[LyX/master] mode convertLaTeXCommands from BiblioInfo to Encodings
Juergen Spitzmueller
spitz at lyx.org
Sat Jul 20 15:40:36 UTC 2024
commit 9291fc465b0d25a519fe52cdc7d37d3bc7fbf643
Author: Juergen Spitzmueller <spitz at lyx.org>
Date: Sat Jul 20 17:37:45 2024 +0200
mode convertLaTeXCommands from BiblioInfo to Encodings
So it can also be used in other contexts.
This includes also an improvement of math parsing
---
src/BiblioInfo.cpp | 145 ++------------------------------------------------
src/Encoding.cpp | 151 +++++++++++++++++++++++++++++++++++++++++++++++++++++
src/Encoding.h | 3 ++
3 files changed, 159 insertions(+), 140 deletions(-)
diff --git a/src/BiblioInfo.cpp b/src/BiblioInfo.cpp
index d70de5d169..d933bda4c9 100644
--- a/src/BiblioInfo.cpp
+++ b/src/BiblioInfo.cpp
@@ -329,141 +329,6 @@ bool multipleAuthors(docstring const & author)
}
-// converts a string containing LaTeX commands into unicode
-// for display.
-docstring convertLaTeXCommands(docstring const & str)
-{
- docstring val = str;
- docstring ret;
-
- bool scanning_cmd = false;
- bool scanning_math = false;
- bool is_section = false;
- bool escaped = false; // used to catch \$, etc.
- while (!val.empty()) {
- char_type const ch = val[0];
-
- // if we're scanning math, we output everything until we
- // find an unescaped $, at which point we break out.
- if (scanning_math) {
- if (escaped)
- escaped = false;
- else if (ch == '\\')
- escaped = true;
- else if (ch == '$')
- scanning_math = false;
- ret += ch;
- val = val.substr(1);
- continue;
- }
-
- // if we're scanning a command name, then we just
- // discard characters until we hit something that
- // isn't alpha.
- if (scanning_cmd) {
- if (!is_section && ch == 'S') {
- is_section = true;
- val = val.substr(1);
- continue;
- }
- if (isAlphaASCII(ch)) {
- is_section = false;
- val = val.substr(1);
- escaped = false;
- continue;
- } else if (is_section) {
- ret.push_back(0x00a7);
- is_section = false;
- continue;
- }
- // so we're done with this command.
- // now we fall through and check this character.
- is_section = false;
- scanning_cmd = false;
- }
-
- // was the last character a \? If so, then this is something like:
- // \\ or \$, so we'll just output it.

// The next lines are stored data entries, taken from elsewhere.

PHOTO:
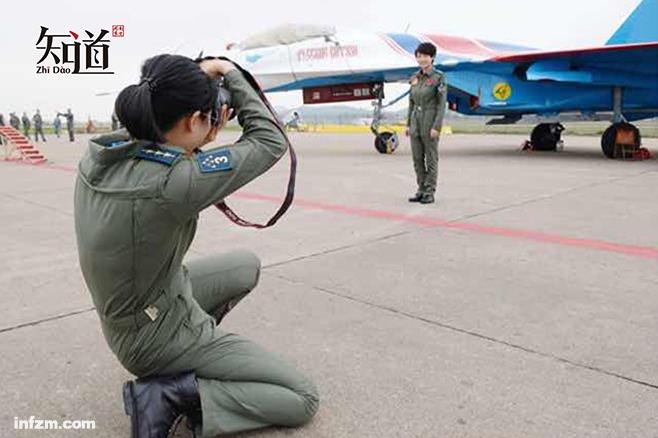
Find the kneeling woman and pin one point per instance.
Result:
(137, 201)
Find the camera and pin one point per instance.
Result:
(223, 98)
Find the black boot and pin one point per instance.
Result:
(416, 198)
(427, 198)
(155, 403)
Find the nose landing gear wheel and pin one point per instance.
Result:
(546, 136)
(386, 142)
(618, 134)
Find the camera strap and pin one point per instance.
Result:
(290, 192)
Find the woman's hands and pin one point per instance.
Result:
(216, 67)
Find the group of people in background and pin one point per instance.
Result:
(24, 124)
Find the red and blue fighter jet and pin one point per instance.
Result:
(616, 82)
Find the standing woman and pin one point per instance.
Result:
(427, 101)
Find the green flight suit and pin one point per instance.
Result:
(136, 212)
(427, 101)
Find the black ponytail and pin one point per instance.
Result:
(171, 87)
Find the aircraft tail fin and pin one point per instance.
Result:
(639, 27)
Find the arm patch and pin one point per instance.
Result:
(214, 161)
(162, 156)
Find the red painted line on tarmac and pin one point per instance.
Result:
(427, 221)
(600, 245)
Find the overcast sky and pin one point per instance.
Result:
(186, 27)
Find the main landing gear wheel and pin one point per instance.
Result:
(620, 140)
(386, 142)
(546, 136)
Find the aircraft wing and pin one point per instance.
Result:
(633, 65)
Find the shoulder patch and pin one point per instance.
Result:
(162, 156)
(214, 161)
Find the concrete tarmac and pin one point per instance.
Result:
(523, 303)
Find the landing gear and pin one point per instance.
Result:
(386, 142)
(546, 136)
(621, 140)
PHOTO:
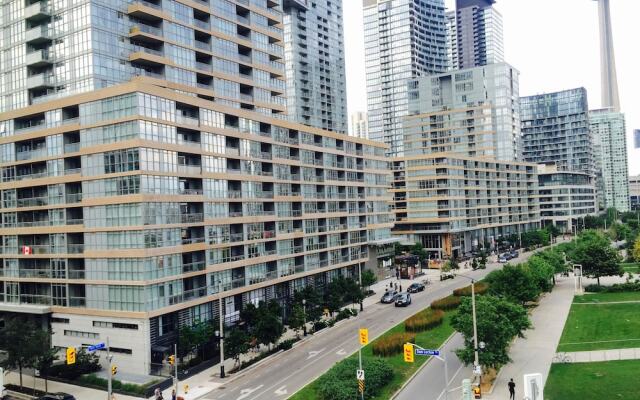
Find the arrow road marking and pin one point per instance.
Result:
(244, 393)
(315, 353)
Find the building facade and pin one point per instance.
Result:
(174, 191)
(404, 39)
(476, 34)
(359, 125)
(315, 63)
(565, 197)
(555, 130)
(475, 111)
(610, 144)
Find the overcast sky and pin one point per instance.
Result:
(554, 44)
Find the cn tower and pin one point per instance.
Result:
(609, 79)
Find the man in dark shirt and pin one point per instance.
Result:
(512, 390)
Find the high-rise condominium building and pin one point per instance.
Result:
(403, 39)
(359, 125)
(565, 196)
(475, 34)
(459, 186)
(610, 144)
(489, 125)
(147, 183)
(555, 130)
(315, 69)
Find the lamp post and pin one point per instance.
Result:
(304, 316)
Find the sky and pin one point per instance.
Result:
(553, 43)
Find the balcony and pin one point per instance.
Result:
(37, 12)
(39, 58)
(40, 81)
(38, 35)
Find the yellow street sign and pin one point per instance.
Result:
(364, 336)
(408, 352)
(71, 355)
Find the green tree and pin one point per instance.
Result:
(498, 320)
(236, 343)
(514, 283)
(594, 252)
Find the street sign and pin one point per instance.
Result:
(99, 346)
(427, 352)
(364, 336)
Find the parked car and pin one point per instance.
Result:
(57, 396)
(415, 288)
(403, 300)
(389, 297)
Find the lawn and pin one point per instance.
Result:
(607, 297)
(594, 381)
(614, 326)
(430, 339)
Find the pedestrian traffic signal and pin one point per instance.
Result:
(408, 352)
(71, 355)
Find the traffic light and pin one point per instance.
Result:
(408, 352)
(71, 355)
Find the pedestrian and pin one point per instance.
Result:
(512, 390)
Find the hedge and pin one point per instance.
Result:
(392, 344)
(424, 320)
(481, 288)
(446, 303)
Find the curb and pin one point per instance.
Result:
(412, 377)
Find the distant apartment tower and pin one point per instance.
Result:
(490, 124)
(555, 130)
(404, 39)
(610, 144)
(359, 125)
(315, 63)
(475, 34)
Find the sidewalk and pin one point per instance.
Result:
(535, 352)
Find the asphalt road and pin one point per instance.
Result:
(283, 375)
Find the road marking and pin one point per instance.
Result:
(244, 393)
(281, 391)
(314, 353)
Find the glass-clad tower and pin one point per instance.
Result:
(404, 39)
(151, 179)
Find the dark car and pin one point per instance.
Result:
(415, 288)
(57, 396)
(389, 297)
(403, 300)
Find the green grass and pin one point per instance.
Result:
(601, 322)
(431, 339)
(607, 297)
(594, 381)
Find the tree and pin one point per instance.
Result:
(514, 283)
(236, 343)
(498, 322)
(594, 252)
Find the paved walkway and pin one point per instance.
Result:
(535, 352)
(601, 355)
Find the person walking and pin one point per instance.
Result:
(512, 390)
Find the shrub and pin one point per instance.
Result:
(481, 288)
(424, 320)
(392, 344)
(339, 382)
(446, 303)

That's probably not always right...
- if (escaped) {
- // exception: output \, as THIN SPACE
- if (ch == ',')
- ret.push_back(0x2009);
- else
- ret += ch;
- val = val.substr(1);
- escaped = false;
- continue;
- }
-
- if (ch == '~') {
- ret += char_type(0x00a0);
- val = val.substr(1);
- continue;
- }
-
- if (ch == '$') {
- ret += ch;
- val = val.substr(1);
- scanning_math = true;
- continue;
- }
-
- // Change text mode accents in the form
- // {\v a} to \v{a} (see #9340).
- // FIXME: This is a sort of mini-tex2lyx.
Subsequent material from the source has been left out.